Come si sta preparando Confindustria Emilia?
«Le ultime disposizioni della Presidenza del Consiglio arrivano fino al 3 aprile. Ma le dichiarazioni di chiusura delle grandi case automobilistiche ci lasciano intendere che quasi sicuramente si andrà a dopo Pasqua. La ripartenza potrebbe essere il 14 aprile. Da allora servirà una progressiva salita, aumentando le percentuali di presenza in azienda.
” Da parte nostra dobbiamo garantire dispositivi di protezione individuale per tutto il 2020
” Qui le imprese si sono mosse con responsabilità anche prima che il governo ne decidesse la chiusura
Dovremo trovare il coraggio di ricominciare a lavorare e a ripartire dovranno essere solo le imprese che garantiranno la piena sicurezza. Le altre dovranno adeguarsi agli standard. Tutti dovremmo continuare a tutelarci per molto tempo: mascherine, guanti, disinfettanti, sanificazioni e distanze di sicurezza per tutto il 2020 se necessario».
Ha già detto che i 25 miliardi previsti dal «Cura Italia» sono insufficienti. Cosa chiedete ora al governo?
«La crisi riguarda tutto il sistema economico, specie le piccole e medie imprese. Ma anche le grandi, che sono il locomotore, non possono essere lasciate sole. Non possiamo posticipare tutto. Servono moratorie e agevolazioni in forma finanziaria. Ci saranno flessioni di almeno il 10% del fatturato e queste cifre vanno restituite in liquidità. Il braccio saranno le banche e la Cassa depositi e prestiti. Solo per questo territorio servirebbero 9 miliardi. Gli aiuti andranno dati però a chi ne ha davvero bisogno.

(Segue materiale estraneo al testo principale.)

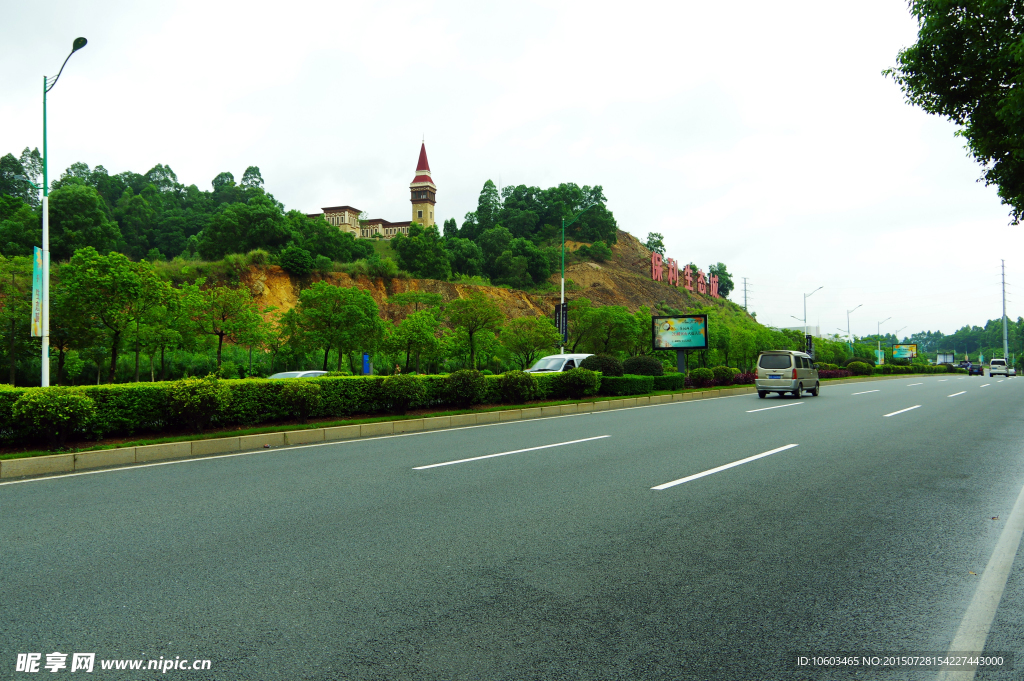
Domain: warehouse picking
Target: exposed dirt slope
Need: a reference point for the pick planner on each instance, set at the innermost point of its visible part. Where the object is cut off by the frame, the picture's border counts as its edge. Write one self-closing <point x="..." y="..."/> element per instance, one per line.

E qui serve responsabilità alle imprese».
Un governo di unità nazionale potrebbe essere di aiuto?
«Servono manovre strategiche, anche impopolari, e serve salvaguardare l’occupazione. Il nostro deficit è un handicap che ci rende deboli; abbiamo bisogno di un governo che assuma una posizione forte e credibile. Il paragone è il sisma dell’Emilia: non ci fu antagonismo, ma collaborazione. Siamo in guerra contro un virus invisibile, non occorre la bacchetta magica, ma la competenza del ritrovarsi nell’unitarietà. Se faremo squadra, ritroveremo il sorriso».